We then go over to the post partum room and he continues to explain about visitors and how only one person can stay with me, and how I'm going to be in the hospital for at least two to three days depending on the delivery. This means I don't get to go home within 12 hours to rest and recoup at home...this also means that half the time my hubby doesn't get to stay with me, because the IPs and their family will take those "visitors" spaces.

The guy completely ignored questions from my IPs and only answered my questions and hubby's questions. We left the tour and decided that we would try to find something else that would better for us. As we walked outside we noticed something was wrong with our car...someone had vomitted on our car.

So last night, during my inability to sleep, I decided to try to find a better place to deliver. I found a birthing center right across the street from the hospital we toured, and next door to the hospital I usually go to for emergencies and such. I called my insurance who told me that they cover any birth center that has a licensed nurse on staff. I was thrilled. I called the birthing center and spoke with someone who gave me all the information I needed, told me that the birth plan I had written up was standard care for them and would be honored fully. I was so happy. I gave her my insurance information and then emailed my IM to let her know what I had found.

I got a phone call about an hour later saying that my insurance wouldn't cover me. The birthing center was considered out of network and wasn't covered...even though they met all the criteria set forth in my plan. They gave me the price of pre-natal care, labor and delivery, and 6 week post partum check up, which was all cheaper then what a hospital would be...but I know my IPs can't afford to pay out of pocket for it. I started crying. Hubby decided to call the insurance to find out what birthing centers were covered. The lady at the insurance company tells hubby that there aren't any birth centers in a 50 mile radius that they cover. She quit searching after that, and told hubby to have me deliver at a hospital.

I've been crying since. I now have to deliver in some small room without everyone important to me there. I will be stuck in bed with constant monitoring, an IV and not allowed to move. I won't be allowed to eat or drink for the time I'm there. I've also been told, per the tour last night, that as soon as I go into labor, I'm not allowed to eat or drink anything else.

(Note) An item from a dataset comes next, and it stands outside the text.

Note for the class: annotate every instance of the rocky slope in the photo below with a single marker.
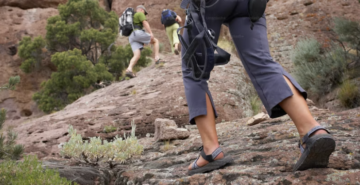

So basically, I get to deliver the way someone else wants me to. I get to be tied to a bed, and end up having to have an epidural because I can't move to deal with my pain. This also means that I get to deal with the back labor I always have. I get to have the epidural migraine for days after delivery that I always get. I get to be starved and poked and prodded...all for someone else's comfort. Someone is going to have to miss the birth...and I have to make that decision. Either leave my husband out, or leave the father of the baby out. I have to use stirrups instead of holding my own legs to be more comfortable. I guess at this point I need to keep my blinders on and just keep reminding myself that as long as my IPs get there baby, I should keep my mouth shut and just deal with it.